Non mi rispose. Si girò e se ne andò. Rimasi sola, in mezzo a tutto quel bianco e decisi di tornare in stanza.

La mattina seguente, all'alba sentii bussare alla porta della stanza. Non avevo dormito bene, troppi pensieri. Sol invece dormiva ancora profondamente. Mi alzai, con addosso solo una maglia che arrivava appena sotto la vita e aprii assonnata la porta, dimenticando per un secondo dove ero. Appena vidi Jim, appoggiato allo stipite della porta dandomi le spalle, mi ricordai tutto improvvisamente è un attimo prima che potesse vedermi seminuda chiusi con forza la porta. Mi lavai In fretta, mi vestii e in venti minuti ero di nuovo davanti la porta. Una certa ansia, un certo imbarazzo mi pervasero dalla testa ai piedi finché mi decisi e aprii la porta.
Jim si voltò, mi guardò e potrei giurare di averci visto spuntare un sorriso su quelle labbra così delicate.
-Alla buon ora, principessa.
-Mi ero del tutto dimenticata. Scusami, Non succederà.
-Lo spero.
Ci avviammo verso una sala molto spaziosa, con il pavimento morbido.
-Bene, Principessa. Vediamo come te la cavi a difenderti.
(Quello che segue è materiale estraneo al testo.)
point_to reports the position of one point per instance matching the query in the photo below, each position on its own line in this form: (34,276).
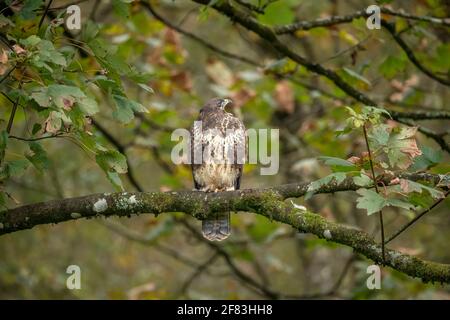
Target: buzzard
(218,151)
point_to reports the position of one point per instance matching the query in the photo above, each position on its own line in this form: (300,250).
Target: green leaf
(277,13)
(36,128)
(316,185)
(429,158)
(373,202)
(337,164)
(16,168)
(145,87)
(412,186)
(392,65)
(370,201)
(363,180)
(29,8)
(31,41)
(399,203)
(125,108)
(48,53)
(112,160)
(37,156)
(114,178)
(402,147)
(121,8)
(355,78)
(3,140)
(112,163)
(88,106)
(379,135)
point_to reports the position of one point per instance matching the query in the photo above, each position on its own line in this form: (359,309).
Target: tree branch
(267,202)
(410,54)
(269,35)
(333,20)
Si avvicinò, era a pochi centimetri da me. Aveva un profumo fresco, di quelli che non riesci più a dimenticare. Con una mossa rapida mi spinse col braccio facendomi sbattere di schiena a terra. Non mi feci male, ma rimasi senza fiato. Mi aveva colta alla sprovvista .
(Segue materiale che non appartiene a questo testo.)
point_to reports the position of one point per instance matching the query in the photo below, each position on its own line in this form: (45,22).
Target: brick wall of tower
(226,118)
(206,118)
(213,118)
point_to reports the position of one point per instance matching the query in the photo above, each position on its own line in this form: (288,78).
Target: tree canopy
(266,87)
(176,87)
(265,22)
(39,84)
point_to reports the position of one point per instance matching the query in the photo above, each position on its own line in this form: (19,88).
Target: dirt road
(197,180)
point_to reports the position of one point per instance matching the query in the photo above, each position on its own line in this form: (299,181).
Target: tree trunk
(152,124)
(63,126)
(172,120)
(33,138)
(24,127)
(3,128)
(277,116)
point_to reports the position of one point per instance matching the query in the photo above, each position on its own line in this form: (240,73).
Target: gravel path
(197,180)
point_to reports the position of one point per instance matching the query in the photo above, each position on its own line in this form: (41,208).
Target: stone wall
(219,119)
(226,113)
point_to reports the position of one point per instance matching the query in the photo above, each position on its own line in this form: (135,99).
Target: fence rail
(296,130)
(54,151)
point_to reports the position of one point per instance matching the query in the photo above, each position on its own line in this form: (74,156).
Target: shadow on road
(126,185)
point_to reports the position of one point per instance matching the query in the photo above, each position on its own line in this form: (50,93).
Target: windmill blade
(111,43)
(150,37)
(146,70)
-Concentrati, principessa. Non ci saranno delle guardie a difenderti.
Mi alzai. Da piccola papà mi disse "non distrarti mai, anche chi ti sembra amico potrebbe rivelarsi il peggior nemico. Non dare mai le spalle a nessuno. Tieni sempre la situazione sotto controllo, non lasciarti mai sfuggire niente. I dettagli, semplici movimenti, o sguardi, possono essere essenziali." Mi rialzai, sorrisi. Mi allontanai da Jim di qualche passo, e lo guardai. Vedevo i muscoli guizzare quando voleva fare qualche movimento. Avevo riflessi pronti, ereditati da mio padre. Jim fece un movimento rapido, me lo trovai alle spalle, ma poco prima che potesse circondarmi con la sue braccia mi abbassai e diedi un calcio alle ginocchia, facendolo cadere. Mi abbassai su di lui, che sorrideva beffardo.
-Non chiamarmi principessa. E ricorda che nelle mie vene scorre il sangue di un soldato.
Ma per la seconda volta dimenticai le parole di mio padre. Jim era il mio nemico in quel momento, non dovevo distrarmi. In una rapida mossa mi mise spalle a terra. Il controllo della situazione era di nuovo nelle sue mani. Si piegò su di me, eravamo così vicini che i respiri si fondevano e nostri nasi quasi si sfioravano. Avevo il fiato corto, Non per fatica, ma per la sua vicinanza a me. Si mise a ridere. Amavo quel suono. Volevo sentirlo ridere sempre. Sapeva di felicità.
C'era una certa elettricità nell'aria. Non riuscivo a ragionare, la mente era offuscata dalle sua presenza. Una strana voglia si insinuò dentro di me. Volevo baciarlo, volevo che lui mi baciasse, Non volevo più andare via di lì. I suoi occhi Mi dicevano lo stesso. Ma improvvisamente pensai a Sol. Lei pensava lo stessi eppure lui l'ha rifiutata così.
-Okay, è stato bello. Ma credo che sia meglio non allenarci insieme, da soli. Non ho voglia di giocare, io.
Dissi decisamente poco convinta, ma con un tono fermo.
Si alzò. Mi alzai. Feci per uscire dalla sala. Fu un attimo. L'attimo più breve e lungo allo stesso tempo della mia vita. L'attimo più intenso. La sua mano mi afferrò il polso, mi fece girare, mi attirò a sé e mi stampò un bacio sulle labbra. Un bacio breve, ma pieno di emozioni. Non mi diede il tempo di fare nulla. Un secondo. E poi uscì dalla sala, lasciandomi lì, immobile. Le gambe tremavano e una gioia mai provata prima nasceva piano piano, riempiendo il mio stomaco di minuscole farfalle impazzite. Sorrisi involontariamente. Ero confusa, ma felice.